Prep Time 30 minutes
Cook Time 1 hour 30 minutes
Total Time 2 hours
Servings: 6 servings
Course: Dinner, Main Course
Cuisine: American
Calories: 450

Ingredients
  

Main Ingredients
  • 2 cups uncooked long grain white rice Can substitute with brown rice for a healthier option.
  • 2 cups shredded cheddar cheese Feel free to swap with your favorite cheese.
  • 3 pieces uncooked chicken breasts (cut in half lengthwise) Consider cooking and shredding ahead of time for easier serving.
  • 2 cans condensed cream of chicken soup (10.5 ounces each) Can substitute with cream of mushroom or celery soup.
  • 2 cups chicken broth
  • 1 cup milk
  • 3 tablespoons onion soup mix
  • 1 tablespoon fresh minced parsley For garnish before serving.

Method
 

Preparation
  1. Preheat your oven to 350°F.
  2. Lightly spray a 9x13 inch baking dish with nonstick spray.
  3. Spread the uncooked rice evenly in the pan and sprinkle with 1 cup of shredded cheese.
  4. Layer the halved chicken breasts on top and spoon the condensed cream of chicken soup over everything.
  5. Pour in the chicken broth and milk, then dust with the onion soup mix.
  6. Bake, covered, at 350°F for 1 hour 30 minutes, or until the rice is fully cooked.
  7. Once done, stir gently to combine the rice with the sauce.

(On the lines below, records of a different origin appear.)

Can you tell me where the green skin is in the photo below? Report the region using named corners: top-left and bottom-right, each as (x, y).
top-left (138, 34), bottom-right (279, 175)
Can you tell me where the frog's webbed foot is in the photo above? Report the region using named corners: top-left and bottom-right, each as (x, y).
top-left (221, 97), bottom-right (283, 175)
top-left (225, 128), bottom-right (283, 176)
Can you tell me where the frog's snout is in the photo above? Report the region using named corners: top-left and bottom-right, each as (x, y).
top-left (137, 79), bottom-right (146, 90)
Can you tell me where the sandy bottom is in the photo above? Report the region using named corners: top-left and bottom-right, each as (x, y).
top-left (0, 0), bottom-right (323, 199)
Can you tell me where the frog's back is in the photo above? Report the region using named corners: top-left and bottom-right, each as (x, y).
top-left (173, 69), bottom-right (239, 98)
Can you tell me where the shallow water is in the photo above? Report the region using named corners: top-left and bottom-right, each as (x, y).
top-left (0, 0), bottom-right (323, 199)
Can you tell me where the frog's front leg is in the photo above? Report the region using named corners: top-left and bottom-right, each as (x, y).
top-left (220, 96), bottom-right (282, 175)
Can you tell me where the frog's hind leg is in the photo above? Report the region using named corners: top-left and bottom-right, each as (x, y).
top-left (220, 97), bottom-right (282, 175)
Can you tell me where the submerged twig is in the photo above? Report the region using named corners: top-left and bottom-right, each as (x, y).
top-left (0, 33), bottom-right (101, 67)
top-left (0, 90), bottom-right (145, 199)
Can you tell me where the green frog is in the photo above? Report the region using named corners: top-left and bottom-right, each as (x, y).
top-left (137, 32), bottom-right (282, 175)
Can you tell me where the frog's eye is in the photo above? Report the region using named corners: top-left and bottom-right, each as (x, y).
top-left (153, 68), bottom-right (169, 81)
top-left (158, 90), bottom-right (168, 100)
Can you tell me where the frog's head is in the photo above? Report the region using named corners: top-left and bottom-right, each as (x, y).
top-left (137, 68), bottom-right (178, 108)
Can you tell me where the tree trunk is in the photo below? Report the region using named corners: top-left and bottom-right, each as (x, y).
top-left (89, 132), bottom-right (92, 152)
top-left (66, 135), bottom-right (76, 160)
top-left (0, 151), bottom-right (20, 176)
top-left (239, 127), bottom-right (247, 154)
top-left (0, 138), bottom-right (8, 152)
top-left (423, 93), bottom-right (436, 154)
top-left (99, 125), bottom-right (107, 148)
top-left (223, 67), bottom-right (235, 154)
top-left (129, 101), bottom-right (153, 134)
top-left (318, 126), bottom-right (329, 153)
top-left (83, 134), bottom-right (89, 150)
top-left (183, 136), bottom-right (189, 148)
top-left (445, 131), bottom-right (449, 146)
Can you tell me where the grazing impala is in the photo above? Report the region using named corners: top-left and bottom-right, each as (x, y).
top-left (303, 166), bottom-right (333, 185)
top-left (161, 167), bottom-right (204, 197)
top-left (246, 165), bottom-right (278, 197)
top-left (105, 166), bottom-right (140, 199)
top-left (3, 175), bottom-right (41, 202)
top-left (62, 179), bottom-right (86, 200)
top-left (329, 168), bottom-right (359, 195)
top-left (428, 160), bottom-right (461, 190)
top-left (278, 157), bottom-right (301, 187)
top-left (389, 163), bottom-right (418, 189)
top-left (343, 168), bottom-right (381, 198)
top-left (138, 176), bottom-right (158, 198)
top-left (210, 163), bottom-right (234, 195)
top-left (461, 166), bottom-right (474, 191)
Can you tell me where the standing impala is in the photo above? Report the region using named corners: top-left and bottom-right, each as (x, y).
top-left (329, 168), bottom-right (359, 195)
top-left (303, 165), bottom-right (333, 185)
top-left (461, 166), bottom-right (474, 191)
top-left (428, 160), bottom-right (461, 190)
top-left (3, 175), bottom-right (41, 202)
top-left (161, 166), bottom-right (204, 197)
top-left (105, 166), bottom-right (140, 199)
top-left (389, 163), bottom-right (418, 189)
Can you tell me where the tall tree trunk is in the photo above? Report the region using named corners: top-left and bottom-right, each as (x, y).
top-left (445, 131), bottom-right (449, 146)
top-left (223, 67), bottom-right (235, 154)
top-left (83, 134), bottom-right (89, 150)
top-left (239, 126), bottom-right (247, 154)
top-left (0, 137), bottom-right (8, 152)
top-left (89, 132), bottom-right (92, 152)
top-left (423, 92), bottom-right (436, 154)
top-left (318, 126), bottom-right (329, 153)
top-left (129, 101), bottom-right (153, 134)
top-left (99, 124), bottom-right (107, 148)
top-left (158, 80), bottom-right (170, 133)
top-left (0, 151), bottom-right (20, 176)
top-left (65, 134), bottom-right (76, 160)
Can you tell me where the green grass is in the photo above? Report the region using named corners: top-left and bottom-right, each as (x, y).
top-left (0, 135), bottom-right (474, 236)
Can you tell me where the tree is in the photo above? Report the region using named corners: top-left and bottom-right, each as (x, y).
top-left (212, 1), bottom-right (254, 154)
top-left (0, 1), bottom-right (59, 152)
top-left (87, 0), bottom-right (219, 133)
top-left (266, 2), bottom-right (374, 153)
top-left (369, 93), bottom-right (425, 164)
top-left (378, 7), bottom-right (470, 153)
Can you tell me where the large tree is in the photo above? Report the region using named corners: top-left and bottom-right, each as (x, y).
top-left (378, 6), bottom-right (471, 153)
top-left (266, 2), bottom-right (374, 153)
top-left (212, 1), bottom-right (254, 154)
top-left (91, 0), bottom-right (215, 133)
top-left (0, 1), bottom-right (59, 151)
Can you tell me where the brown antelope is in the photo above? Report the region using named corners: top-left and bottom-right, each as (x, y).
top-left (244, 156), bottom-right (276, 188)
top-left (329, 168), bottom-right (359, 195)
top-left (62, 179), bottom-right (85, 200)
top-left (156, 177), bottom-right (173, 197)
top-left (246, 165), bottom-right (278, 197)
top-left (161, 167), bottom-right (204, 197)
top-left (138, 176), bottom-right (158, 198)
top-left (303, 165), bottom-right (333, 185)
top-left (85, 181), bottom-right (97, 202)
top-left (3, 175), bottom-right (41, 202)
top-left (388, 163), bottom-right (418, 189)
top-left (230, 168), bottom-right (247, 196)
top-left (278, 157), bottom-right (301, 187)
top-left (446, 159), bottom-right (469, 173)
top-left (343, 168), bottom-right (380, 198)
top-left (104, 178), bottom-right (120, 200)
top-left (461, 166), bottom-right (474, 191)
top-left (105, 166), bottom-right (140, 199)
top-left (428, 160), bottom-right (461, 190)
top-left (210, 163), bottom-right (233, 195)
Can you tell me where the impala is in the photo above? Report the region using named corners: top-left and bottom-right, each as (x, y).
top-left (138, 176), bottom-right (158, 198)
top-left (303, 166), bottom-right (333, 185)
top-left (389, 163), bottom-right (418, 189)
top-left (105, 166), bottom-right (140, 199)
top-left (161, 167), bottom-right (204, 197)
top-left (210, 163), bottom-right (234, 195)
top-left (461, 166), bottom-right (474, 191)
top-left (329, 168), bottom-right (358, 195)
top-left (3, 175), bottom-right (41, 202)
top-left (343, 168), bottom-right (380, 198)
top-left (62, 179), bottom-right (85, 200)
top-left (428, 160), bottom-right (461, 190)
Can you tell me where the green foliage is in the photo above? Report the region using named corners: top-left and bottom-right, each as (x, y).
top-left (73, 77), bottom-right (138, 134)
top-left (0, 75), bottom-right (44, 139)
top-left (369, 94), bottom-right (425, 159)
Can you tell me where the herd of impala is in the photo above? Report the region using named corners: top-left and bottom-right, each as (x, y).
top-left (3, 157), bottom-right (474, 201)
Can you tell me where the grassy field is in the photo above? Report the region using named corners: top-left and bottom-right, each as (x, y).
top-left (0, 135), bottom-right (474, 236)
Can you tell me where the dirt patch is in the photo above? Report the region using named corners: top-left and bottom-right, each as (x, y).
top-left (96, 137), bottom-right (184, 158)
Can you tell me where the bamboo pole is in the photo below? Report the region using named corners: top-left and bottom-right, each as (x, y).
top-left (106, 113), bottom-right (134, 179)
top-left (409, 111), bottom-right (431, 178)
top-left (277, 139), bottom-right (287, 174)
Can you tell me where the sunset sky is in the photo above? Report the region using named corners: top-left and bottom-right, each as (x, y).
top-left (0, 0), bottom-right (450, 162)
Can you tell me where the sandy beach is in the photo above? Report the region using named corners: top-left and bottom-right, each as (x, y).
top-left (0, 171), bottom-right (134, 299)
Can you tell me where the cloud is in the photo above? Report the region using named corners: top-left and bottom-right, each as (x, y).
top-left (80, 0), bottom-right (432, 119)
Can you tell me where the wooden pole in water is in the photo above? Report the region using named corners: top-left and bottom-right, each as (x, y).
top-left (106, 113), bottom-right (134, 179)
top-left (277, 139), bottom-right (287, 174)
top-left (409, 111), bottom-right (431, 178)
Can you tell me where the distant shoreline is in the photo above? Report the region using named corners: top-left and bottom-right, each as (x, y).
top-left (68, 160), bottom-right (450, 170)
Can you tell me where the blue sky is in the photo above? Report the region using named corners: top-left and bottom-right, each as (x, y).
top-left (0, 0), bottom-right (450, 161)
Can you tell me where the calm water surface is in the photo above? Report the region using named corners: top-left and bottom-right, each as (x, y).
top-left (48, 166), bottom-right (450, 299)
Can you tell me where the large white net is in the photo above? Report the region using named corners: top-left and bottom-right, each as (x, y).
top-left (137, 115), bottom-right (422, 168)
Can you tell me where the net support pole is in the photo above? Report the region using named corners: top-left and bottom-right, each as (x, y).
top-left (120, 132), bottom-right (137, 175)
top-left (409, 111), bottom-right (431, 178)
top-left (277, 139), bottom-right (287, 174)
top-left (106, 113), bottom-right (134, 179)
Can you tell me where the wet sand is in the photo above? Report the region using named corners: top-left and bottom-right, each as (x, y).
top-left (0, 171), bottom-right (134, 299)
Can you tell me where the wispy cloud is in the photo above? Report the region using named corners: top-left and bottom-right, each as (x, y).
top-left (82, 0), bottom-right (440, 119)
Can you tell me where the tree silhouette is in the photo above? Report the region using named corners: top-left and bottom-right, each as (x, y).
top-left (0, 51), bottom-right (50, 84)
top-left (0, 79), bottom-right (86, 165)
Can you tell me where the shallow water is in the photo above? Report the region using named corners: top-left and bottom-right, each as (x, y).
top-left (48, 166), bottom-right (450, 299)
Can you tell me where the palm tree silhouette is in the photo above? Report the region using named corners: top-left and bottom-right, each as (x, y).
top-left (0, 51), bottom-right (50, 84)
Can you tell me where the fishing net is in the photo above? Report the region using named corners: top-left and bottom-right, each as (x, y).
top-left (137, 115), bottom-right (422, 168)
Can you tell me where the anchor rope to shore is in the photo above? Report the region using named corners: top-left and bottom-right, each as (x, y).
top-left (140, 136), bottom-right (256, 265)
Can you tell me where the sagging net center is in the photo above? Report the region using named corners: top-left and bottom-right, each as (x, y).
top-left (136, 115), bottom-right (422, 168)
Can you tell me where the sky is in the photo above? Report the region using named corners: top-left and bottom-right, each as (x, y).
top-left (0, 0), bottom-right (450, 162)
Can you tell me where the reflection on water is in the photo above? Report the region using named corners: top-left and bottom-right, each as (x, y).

Top with the remaining 1 cup of cheese and return to the oven for 5 minutes, or until the cheese is melted.
  8. Let it stand for 10 minutes, then garnish with fresh parsley, and season with salt and pepper before serving.

Nutrition

Serving: 1gCalories: 450kcalCarbohydrates: 45gProtein: 30gFat: 15gSaturated Fat: 7gSodium: 800mgFiber: 2gSugar: 3g

Notes

This dish pairs well with a green salad or steamed broccoli. Store leftovers in an airtight container in the refrigerator for up to 3-4 days or freeze for up to 3 months.